I’ve wondered since if that anesthesiologist trained alongside the tech who handled the anesthetic for my emergency c-section.  During that procedure, despite trying my best to remain still as the needle was inserted into my spine, I jumped slightly. The anesthesiologist smacked me across the upper arm and growled, “I said DON’T MOVE!”

Another friend recounted her miserable experience with a doctor whom she saw for knee problems. Although my friend never denies that she is overweight, she was shaken and humiliated when the specialist genuinely threw up his hands. Threw his hands into the air and declaimed that there was nothing he could do, owing to her weight. She continued her story of medical mistreatment, explaining to me that,  many years earlier, when she’d first begun to gain weight, she’d visited another specialist.  She’d described to him a breathing problem she was experiencing that was limiting her activity and contributing to her weight gain. Prior to developing this breathing problem, she explained, she’d weighed only 127 pounds.  Later, as she dressed following the examination, she overheard the doctor dictating his notes regarding her case: “Patient claims to have previously weighed 127 pounds. Frankly, I find that hard to believe.”
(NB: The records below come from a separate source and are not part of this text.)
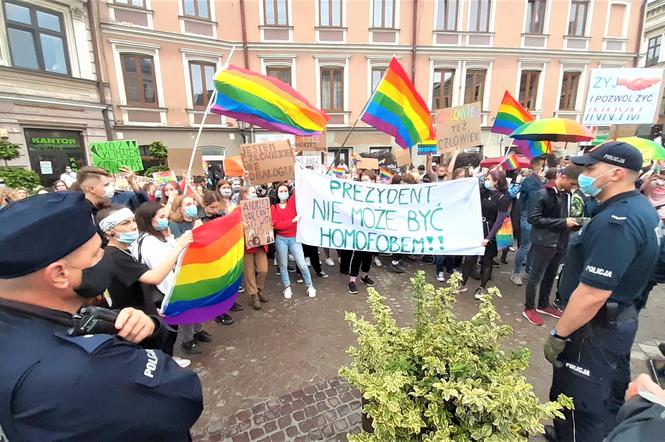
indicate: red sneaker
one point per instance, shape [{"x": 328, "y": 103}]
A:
[
  {"x": 550, "y": 311},
  {"x": 532, "y": 316}
]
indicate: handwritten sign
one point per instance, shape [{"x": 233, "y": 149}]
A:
[
  {"x": 257, "y": 222},
  {"x": 458, "y": 127},
  {"x": 311, "y": 143},
  {"x": 268, "y": 162},
  {"x": 434, "y": 219},
  {"x": 112, "y": 155}
]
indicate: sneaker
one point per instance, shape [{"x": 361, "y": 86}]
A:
[
  {"x": 367, "y": 281},
  {"x": 479, "y": 293},
  {"x": 532, "y": 316},
  {"x": 191, "y": 347},
  {"x": 515, "y": 279},
  {"x": 182, "y": 363},
  {"x": 203, "y": 336},
  {"x": 550, "y": 311},
  {"x": 224, "y": 319}
]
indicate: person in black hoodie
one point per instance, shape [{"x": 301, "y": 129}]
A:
[{"x": 549, "y": 215}]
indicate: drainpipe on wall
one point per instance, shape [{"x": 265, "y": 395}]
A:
[{"x": 98, "y": 70}]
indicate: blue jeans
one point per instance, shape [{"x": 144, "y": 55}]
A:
[
  {"x": 522, "y": 256},
  {"x": 284, "y": 246}
]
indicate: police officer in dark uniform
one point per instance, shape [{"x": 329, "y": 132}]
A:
[
  {"x": 56, "y": 384},
  {"x": 607, "y": 268}
]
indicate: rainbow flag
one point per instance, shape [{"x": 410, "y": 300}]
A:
[
  {"x": 209, "y": 273},
  {"x": 265, "y": 102},
  {"x": 396, "y": 109},
  {"x": 512, "y": 115}
]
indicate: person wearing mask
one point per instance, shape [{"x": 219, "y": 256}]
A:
[
  {"x": 53, "y": 382},
  {"x": 285, "y": 221},
  {"x": 530, "y": 185},
  {"x": 549, "y": 216},
  {"x": 602, "y": 288},
  {"x": 494, "y": 202}
]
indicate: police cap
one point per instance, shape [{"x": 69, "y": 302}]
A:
[{"x": 39, "y": 230}]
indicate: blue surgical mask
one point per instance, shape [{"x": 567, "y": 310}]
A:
[
  {"x": 162, "y": 224},
  {"x": 191, "y": 211},
  {"x": 128, "y": 237}
]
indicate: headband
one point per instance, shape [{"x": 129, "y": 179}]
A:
[{"x": 115, "y": 218}]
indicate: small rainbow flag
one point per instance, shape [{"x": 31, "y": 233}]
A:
[
  {"x": 209, "y": 273},
  {"x": 265, "y": 102},
  {"x": 396, "y": 109},
  {"x": 385, "y": 174},
  {"x": 512, "y": 115}
]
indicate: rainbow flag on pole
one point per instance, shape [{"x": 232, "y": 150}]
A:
[
  {"x": 265, "y": 102},
  {"x": 512, "y": 115},
  {"x": 209, "y": 273},
  {"x": 396, "y": 109}
]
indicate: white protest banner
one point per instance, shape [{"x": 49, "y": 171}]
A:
[
  {"x": 433, "y": 219},
  {"x": 623, "y": 96}
]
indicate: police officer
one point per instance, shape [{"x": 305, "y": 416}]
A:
[
  {"x": 58, "y": 386},
  {"x": 607, "y": 268}
]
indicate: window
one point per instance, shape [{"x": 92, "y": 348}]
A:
[
  {"x": 446, "y": 19},
  {"x": 275, "y": 12},
  {"x": 138, "y": 72},
  {"x": 535, "y": 16},
  {"x": 377, "y": 76},
  {"x": 569, "y": 84},
  {"x": 330, "y": 13},
  {"x": 480, "y": 15},
  {"x": 332, "y": 89},
  {"x": 203, "y": 82},
  {"x": 577, "y": 19},
  {"x": 132, "y": 3},
  {"x": 36, "y": 38},
  {"x": 281, "y": 73},
  {"x": 442, "y": 90},
  {"x": 384, "y": 14},
  {"x": 529, "y": 89},
  {"x": 196, "y": 9},
  {"x": 653, "y": 51},
  {"x": 474, "y": 88}
]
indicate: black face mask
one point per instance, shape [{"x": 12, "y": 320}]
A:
[{"x": 96, "y": 279}]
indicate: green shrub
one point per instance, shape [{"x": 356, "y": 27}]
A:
[
  {"x": 19, "y": 177},
  {"x": 443, "y": 378}
]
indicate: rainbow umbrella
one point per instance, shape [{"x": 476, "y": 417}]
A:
[
  {"x": 650, "y": 149},
  {"x": 553, "y": 129}
]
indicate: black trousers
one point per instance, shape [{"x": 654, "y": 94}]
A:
[
  {"x": 595, "y": 374},
  {"x": 544, "y": 266}
]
I could probably recount a dozen or more such unpleasant, degrading incidents, both mine and others. I feel certain almost everyone has such a story. Many are far worse than those I’ve already related here: the breast cancer patient who was slammed into the radiation therapy machine by an angry tech; the woman who was told of her 102°F temperature, “That isn’t a high fever!” Belittling encounters with medical professionals could probably spin out into a story as long as War and Peace. And still I recognize that there are always two sides to every coin: During my daughter’s long labor and eventual c-section, I was thoroughly impressed by the kindness and quality behavior of the two anesthesiologists who treated her pain.

Nevertheless, thinking over so many disagreeable experiences, both my own and those of others, I persist in believing there is a genuine reason for those two sidewinding snakes on the caduceus.

2 thoughts on “Those Two Snakes…

    1. Thank you for sharing your story! I sort of wish I’d added the one about Mary, from our Monday night group, seeing the oncology specialist during her last illness, when she was trying to be accepted for an immunology trial. On learning that she’d refused chemo, he exploded, “You know you’re going to die!” (I would have snapped back, “SO ARE YOU! Everybody’s terminal, doc! Ain’t nobody gettin’ outta Dodge alive!”